Brushes with Life has been the first gallery to show my body of work. Although I'm getting older, my dream is to become a teacher of art and a famous artist.
(various artists)
Many of our nation's people living without housing have severe mental illness. But it's anyone's guess how much of that is by choice rather than being due to illness-related factors or larger, system-wide issues. For example, many factors can play a role, including disorganization, cognitive deficits, poor impulse control, paranoia, burnout or alienation of family, deinstitutionalization, and lack of adequate low-income or supported housing, or residential treatment services.
NAMI's Housing Fact Sheet states, "According to a 1999 HUD report, nearly 40 percent of the nation's homeless are single adults with severe mental illnesses. In addition, a new report "Priced Out in 2000" reports that SSI income amounts to only 18.5 percent of median income nationally and that the average rent for a modest, one-bedroom apartment consumes, on average, 98 percent of a person's monthly SSI check." (http://www.nami.org/Template.cfm?Section=Issue_Spotlights&Template=/TaggedPage/TaggedPageDisplay.cfm&TPLID=5&ContentID=15943)

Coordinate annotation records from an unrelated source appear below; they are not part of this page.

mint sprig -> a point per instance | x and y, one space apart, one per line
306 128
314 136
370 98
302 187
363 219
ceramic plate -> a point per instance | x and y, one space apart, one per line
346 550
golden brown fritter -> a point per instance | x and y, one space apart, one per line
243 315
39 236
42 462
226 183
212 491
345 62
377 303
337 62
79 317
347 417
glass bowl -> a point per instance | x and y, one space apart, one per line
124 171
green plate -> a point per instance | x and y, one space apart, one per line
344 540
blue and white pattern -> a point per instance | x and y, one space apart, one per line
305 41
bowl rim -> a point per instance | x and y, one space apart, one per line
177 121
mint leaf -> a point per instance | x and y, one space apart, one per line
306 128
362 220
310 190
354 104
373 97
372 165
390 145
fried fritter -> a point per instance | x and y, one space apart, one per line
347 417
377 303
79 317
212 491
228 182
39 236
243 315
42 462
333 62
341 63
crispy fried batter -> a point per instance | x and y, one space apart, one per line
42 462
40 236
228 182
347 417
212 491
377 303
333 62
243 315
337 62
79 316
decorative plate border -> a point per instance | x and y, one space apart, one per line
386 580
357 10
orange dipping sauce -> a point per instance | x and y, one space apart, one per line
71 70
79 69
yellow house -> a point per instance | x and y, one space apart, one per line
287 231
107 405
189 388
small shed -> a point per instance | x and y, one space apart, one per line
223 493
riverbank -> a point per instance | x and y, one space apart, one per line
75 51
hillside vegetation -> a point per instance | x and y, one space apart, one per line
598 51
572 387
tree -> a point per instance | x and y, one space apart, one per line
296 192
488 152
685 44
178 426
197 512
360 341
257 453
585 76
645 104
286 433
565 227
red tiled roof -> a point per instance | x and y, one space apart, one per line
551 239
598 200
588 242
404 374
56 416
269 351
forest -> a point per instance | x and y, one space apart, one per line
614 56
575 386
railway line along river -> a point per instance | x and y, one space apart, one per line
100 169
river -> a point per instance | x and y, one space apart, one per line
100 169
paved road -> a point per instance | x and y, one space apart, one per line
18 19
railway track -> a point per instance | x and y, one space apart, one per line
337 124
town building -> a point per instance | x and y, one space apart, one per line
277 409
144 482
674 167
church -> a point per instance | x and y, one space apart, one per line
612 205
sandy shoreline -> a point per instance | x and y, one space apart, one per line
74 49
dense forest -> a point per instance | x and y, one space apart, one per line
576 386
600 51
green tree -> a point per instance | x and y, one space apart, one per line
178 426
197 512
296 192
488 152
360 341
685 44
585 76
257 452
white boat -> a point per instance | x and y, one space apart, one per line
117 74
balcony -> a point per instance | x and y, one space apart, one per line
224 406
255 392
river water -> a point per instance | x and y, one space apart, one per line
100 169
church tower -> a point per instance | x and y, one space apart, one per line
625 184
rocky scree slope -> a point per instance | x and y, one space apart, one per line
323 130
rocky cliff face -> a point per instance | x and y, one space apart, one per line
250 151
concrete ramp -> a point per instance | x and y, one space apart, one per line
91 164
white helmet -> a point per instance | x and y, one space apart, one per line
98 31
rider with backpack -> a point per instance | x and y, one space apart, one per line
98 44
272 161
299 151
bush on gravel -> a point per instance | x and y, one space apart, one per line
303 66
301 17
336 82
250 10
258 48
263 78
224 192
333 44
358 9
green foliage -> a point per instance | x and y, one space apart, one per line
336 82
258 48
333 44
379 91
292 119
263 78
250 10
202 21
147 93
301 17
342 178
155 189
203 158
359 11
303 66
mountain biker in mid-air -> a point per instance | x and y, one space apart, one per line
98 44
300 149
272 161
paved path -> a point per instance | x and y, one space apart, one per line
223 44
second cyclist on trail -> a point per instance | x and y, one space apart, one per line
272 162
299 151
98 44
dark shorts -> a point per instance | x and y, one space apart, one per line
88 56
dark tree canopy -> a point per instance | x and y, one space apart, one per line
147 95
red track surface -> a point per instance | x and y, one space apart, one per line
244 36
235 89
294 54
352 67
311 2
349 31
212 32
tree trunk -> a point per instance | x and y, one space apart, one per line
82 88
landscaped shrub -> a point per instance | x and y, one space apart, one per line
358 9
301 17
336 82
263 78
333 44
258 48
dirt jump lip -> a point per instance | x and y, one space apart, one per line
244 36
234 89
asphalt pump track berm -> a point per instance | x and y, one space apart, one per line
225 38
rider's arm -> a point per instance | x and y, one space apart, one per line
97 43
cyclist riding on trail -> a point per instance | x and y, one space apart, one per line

An exciting resource in use in many states is SAMHSA's Stepping Stones to Recovery: A training curriculum for case managers assisting adults who are homeless with Social Security Disability and Supplemental Security Income Applications. This process is designed to reach people who really need income support and the services it affords, but are unlikely to be able to access it without help. In North Carolina, this effort is called NC SOAR and is coordinated by the North Carolina Coalition to End Homelessness, www.ncceh.org.